Today, the Financial Crimes Enforcement Network (US Department of The Treasury) issued an advisory ([FIN-2016-A002](https://www.fincen.gov/statutes_regs/guidance/pdf/FIN-2016-A002.pdf)) on last month’s updated FATF lists.
As part of the FATF’s listing and monitoring process to ensure compliance with the international Anti-Money Laundering and Countering the Financing of Terrorism (AML/CFT) standards, the FATF identifies certain jurisdictions as having strategic deficiencies in their AML/CFT regimes.

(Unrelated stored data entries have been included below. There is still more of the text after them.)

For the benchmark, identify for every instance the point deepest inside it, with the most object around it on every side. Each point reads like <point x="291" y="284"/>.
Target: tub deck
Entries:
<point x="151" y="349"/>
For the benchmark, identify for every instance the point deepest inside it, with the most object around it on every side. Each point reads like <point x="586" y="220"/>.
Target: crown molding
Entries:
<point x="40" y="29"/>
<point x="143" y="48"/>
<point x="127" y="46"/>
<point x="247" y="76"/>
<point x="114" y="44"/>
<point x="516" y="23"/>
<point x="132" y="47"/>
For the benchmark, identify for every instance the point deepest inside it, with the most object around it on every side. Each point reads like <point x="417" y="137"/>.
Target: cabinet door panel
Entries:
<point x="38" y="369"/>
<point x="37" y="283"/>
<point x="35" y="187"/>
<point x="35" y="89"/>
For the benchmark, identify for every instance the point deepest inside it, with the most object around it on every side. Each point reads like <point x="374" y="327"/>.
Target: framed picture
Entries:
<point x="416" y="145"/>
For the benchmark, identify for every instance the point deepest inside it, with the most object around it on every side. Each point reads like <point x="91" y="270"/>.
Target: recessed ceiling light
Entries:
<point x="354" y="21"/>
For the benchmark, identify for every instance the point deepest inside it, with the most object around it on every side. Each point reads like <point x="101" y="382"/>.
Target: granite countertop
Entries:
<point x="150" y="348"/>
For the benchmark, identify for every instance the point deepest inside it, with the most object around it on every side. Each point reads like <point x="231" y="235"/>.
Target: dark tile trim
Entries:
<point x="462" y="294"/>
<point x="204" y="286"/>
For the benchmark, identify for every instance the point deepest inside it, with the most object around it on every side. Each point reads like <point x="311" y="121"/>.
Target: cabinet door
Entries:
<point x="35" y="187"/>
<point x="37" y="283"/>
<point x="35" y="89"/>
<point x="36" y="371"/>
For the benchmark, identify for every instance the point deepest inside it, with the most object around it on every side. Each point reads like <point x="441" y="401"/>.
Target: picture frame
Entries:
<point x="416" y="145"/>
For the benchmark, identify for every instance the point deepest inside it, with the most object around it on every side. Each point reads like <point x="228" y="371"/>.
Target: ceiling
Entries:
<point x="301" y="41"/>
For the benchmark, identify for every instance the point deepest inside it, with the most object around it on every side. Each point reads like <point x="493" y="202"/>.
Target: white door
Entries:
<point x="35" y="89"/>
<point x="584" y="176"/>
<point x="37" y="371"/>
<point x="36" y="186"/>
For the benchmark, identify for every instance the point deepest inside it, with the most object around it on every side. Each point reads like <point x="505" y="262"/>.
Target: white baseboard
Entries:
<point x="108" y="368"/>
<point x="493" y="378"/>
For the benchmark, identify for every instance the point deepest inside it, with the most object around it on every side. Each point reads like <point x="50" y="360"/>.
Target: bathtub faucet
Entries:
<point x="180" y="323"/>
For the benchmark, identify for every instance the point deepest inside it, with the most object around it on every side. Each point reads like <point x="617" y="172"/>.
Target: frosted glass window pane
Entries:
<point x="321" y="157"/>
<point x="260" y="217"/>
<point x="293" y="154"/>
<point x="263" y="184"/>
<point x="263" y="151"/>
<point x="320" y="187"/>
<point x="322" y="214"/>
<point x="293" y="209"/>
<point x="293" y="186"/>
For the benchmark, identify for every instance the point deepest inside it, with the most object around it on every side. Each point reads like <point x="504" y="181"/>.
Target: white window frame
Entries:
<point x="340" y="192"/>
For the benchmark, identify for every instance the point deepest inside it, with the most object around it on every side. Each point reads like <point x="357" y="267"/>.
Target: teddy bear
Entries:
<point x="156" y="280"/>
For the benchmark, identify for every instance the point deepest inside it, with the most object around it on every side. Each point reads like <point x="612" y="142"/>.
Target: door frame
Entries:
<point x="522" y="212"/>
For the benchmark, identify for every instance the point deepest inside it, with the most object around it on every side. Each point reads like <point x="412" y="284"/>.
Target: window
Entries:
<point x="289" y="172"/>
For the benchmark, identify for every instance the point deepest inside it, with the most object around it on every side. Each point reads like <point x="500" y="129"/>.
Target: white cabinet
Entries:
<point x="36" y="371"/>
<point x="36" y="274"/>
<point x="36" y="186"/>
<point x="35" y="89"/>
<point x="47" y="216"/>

These jurisdictions appear in two documents: (I) jurisdictions that are subject to the FATF’s call for countermeasures or are subject to Enhanced Due Diligence (EDD) due to their AML/CFT deficiencies (referred to by the FATF as the “[FATF Public Statement](http://www.fatf-gafi.org/publications/high-riskandnon-cooperativejurisdictions/documents/public-statement-february-2016.html)”) and (II) jurisdictions identified by the FATF to have AML/CFT deficiencies (referred to by the FATF as “[Improving Global AML/CFT Compliance: On-going Process](http://www.fatf-gafi.org/publications/high-riskandnon-cooperativejurisdictions/documents/fatf-compliance-february-2016.html)”).
The FATF has updated both of these documents. FinCEN notes that financial institutions should consider these changes when reviewing their enhanced due diligence obligations and risk-based policies, procedures, and practices with respect to the jurisdictions listed.